Каждая форма, как и ее элементы, обладает своим звучанием и для искусства в конечном счете важно именно это звучание, внутренняя жизнь формы, независимо от ее внешнего вида – абстрактного или предметного. В сущности, перед главной задачей искусства «реализм равен абстракции» и обратно. «Величайшее различие во внешнем становится величайшим равенством во внутреннем» (Es. 31). В принципе безразлично, какую форму использует художник, абстрактную или «реальную», ибо «обе формы внутренне равны». И только сам художник на основе принципа внутренней необходимости может решить, какую форму ему следует применять в каждом конкретном случае. В этом смысле, полагает Кандинский, «в принципе не существует вопроса формы» (Es. 36). В искусстве в конечном счете значимо только содержание[372]. Оно объективно, абсолютно, духовно. Оно определяет жизнь произведения искусства как автономного «живого существа». Произведение настоящего искусства, отделившись от художника, обретает «самостоятельную жизнь, становится личностью, самостоятельным, духовно дышащим субъектом, ведущим также и материально реальную жизнь; оно является существом». Произведение искусства не пассивный предмет. Оно обладает активными созидательными силами, живет и участвует в формировании духовной атмосферы. В этом главное назначение искусства.
«Моя цель, – писал Кандинский, – создать живописными средствами, которые я люблю более других художественных средств, такие образы, которые вели бы свою самостоятельную, интенсивную жизнь, как чисто живописные существа» (Bd I. 25). Притом существа, наделенные высокой духовной энергией. Кандинский обладал (и сознавал это) редкой, а может быть, даже и уникальной способностью «путем ограничения внешнего заставить сильнее звучать внутреннее». До болезненности остро ощущая внутреннее звучание, или «дух», «внутреннюю сущность, тайную душу» (Ст. 15) каждой вещи и Универсума в целом, Кандинский пришел в конце концов к убеждению, что в живописи наиболее полно и глубоко выразить это «звучание» можно только с помощью гармонизации на холсте абстрактных пятен цвета и свободно движущихся линий, т.е. в беспредметной живописи. Русский живописец свято верил, что за этой живописью великое будущее. Он был убежден, что абстрактное искусство – это новая и более высокая ступень в развитии живописи, хотя и не отрицал всех предшествующих ступеней.

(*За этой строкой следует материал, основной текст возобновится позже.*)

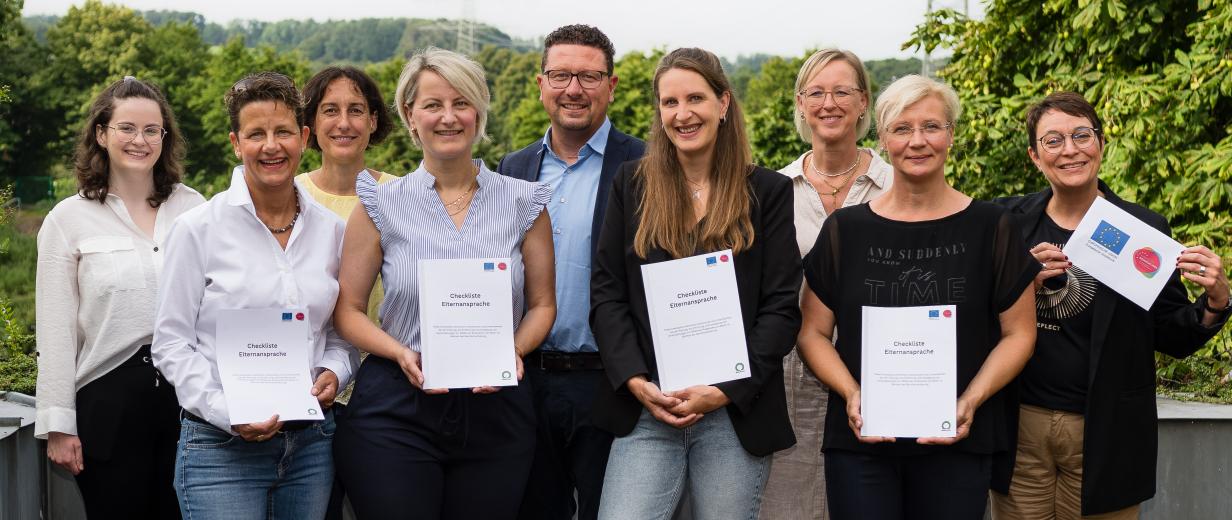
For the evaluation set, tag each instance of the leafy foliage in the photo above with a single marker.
(1158, 73)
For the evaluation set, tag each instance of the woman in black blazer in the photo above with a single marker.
(694, 192)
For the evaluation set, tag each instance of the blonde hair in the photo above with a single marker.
(907, 91)
(816, 63)
(460, 72)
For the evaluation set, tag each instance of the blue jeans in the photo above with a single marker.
(648, 468)
(219, 476)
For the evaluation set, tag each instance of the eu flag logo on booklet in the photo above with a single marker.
(1110, 237)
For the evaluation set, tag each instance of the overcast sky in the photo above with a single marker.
(872, 28)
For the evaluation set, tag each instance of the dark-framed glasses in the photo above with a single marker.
(843, 95)
(561, 79)
(1082, 137)
(930, 130)
(127, 132)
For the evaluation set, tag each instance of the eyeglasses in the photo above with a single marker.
(930, 128)
(153, 134)
(1082, 137)
(561, 79)
(843, 95)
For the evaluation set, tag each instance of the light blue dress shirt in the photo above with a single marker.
(573, 211)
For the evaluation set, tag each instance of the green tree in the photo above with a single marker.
(1158, 73)
(633, 107)
(770, 112)
(210, 153)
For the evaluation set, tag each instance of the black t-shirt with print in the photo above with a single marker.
(973, 259)
(1057, 375)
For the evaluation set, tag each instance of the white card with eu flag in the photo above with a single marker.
(696, 324)
(1124, 253)
(264, 360)
(908, 371)
(466, 323)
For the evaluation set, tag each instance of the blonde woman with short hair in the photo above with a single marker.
(922, 243)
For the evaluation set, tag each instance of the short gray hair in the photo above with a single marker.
(816, 63)
(463, 74)
(908, 90)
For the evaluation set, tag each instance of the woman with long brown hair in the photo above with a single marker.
(694, 192)
(107, 415)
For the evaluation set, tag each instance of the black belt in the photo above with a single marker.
(553, 361)
(291, 425)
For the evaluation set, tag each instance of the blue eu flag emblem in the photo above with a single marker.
(1109, 237)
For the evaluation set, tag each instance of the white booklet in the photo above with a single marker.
(265, 364)
(908, 371)
(695, 320)
(466, 323)
(1124, 253)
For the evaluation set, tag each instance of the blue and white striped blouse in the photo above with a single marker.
(414, 224)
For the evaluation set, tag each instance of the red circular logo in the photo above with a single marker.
(1146, 260)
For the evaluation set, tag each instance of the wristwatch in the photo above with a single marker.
(1206, 304)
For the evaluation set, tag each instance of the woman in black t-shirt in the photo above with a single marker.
(1083, 418)
(922, 243)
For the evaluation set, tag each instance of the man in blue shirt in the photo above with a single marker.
(578, 157)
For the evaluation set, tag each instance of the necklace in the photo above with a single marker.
(457, 206)
(834, 190)
(696, 187)
(296, 217)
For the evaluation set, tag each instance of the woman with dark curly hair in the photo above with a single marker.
(100, 254)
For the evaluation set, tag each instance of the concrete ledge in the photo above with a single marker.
(1194, 472)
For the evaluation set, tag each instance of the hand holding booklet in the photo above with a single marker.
(466, 323)
(908, 371)
(1124, 253)
(265, 364)
(696, 324)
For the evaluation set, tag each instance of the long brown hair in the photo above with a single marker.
(90, 160)
(667, 218)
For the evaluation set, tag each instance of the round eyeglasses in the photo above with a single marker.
(1082, 137)
(127, 133)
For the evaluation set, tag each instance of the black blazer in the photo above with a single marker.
(525, 164)
(768, 279)
(1120, 439)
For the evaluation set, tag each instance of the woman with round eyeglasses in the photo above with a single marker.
(1086, 406)
(920, 243)
(832, 113)
(408, 451)
(107, 414)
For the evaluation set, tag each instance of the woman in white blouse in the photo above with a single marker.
(832, 113)
(261, 244)
(100, 255)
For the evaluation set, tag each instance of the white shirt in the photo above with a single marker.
(94, 296)
(810, 212)
(222, 256)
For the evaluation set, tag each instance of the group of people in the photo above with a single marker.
(1055, 404)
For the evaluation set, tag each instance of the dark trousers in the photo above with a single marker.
(571, 454)
(402, 454)
(941, 486)
(128, 422)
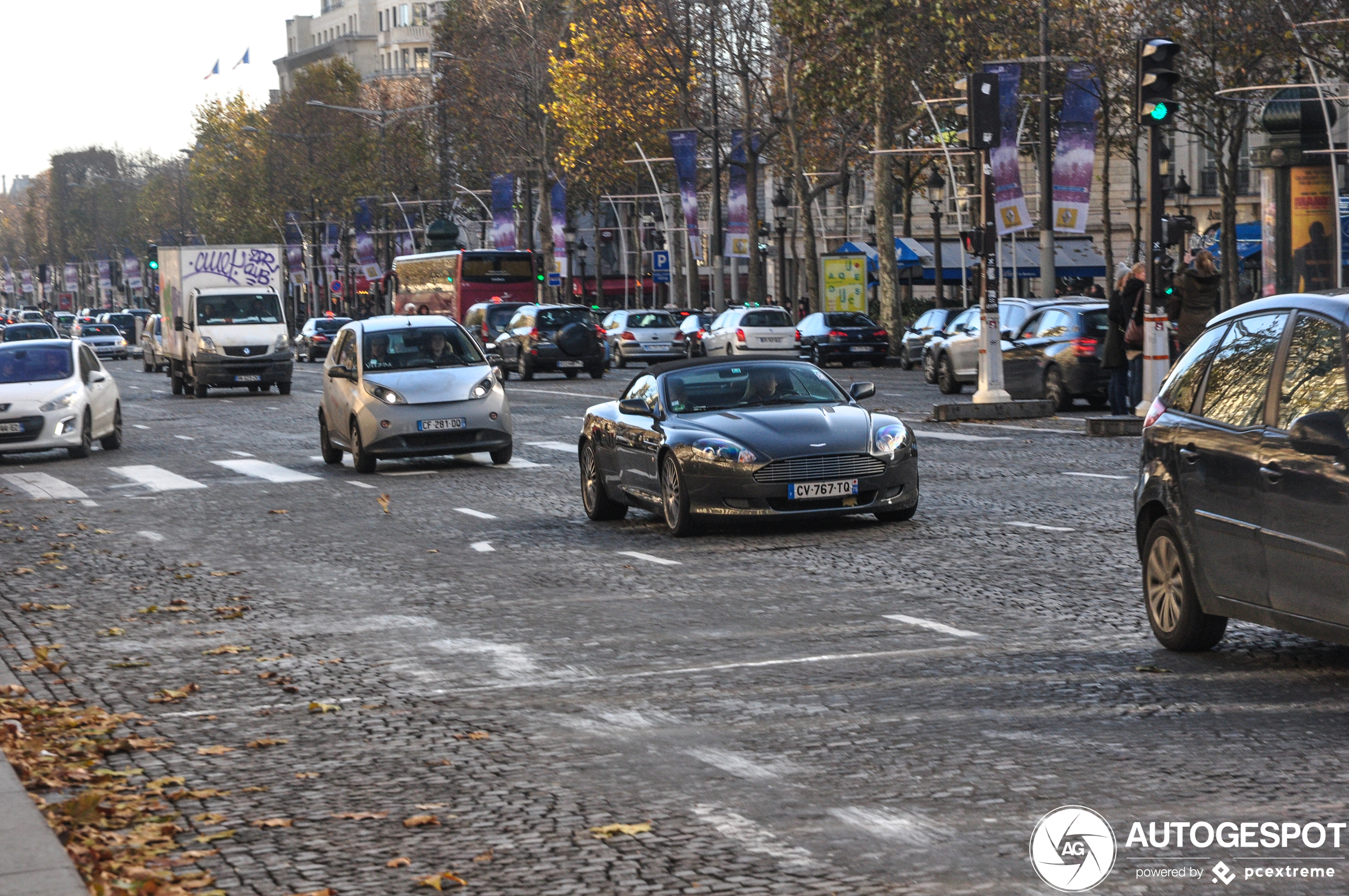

Без них, полагал он, не было бы и ее, как без корней и ствола не может быть ветвей и кроны дерева. Приход беспредметной живописи на смену «реалистической» Кандинский сравнивает с появлением Нового Завета Христа, который не разрушил Ветхий Завет Моисея, но возник на его основе и углублял и развивал его более простые, прямолинейные нормы и установления. Если Закон Моисея в большей мере касался внешних поступков человека, то новозаветная этика прежде всего ориентирована на внутренние «деяния», для нее существенны и «мысленные грехи». Нечто подобное усматривает Кандинский и в беспредметной живописи. Она не отрицает и не зачеркивает старое искусство, но лишь «внутренне логично» и «чрезвычайно органично» развивает его; в ней делается акцент на требовании «внутренней жизни в произведении».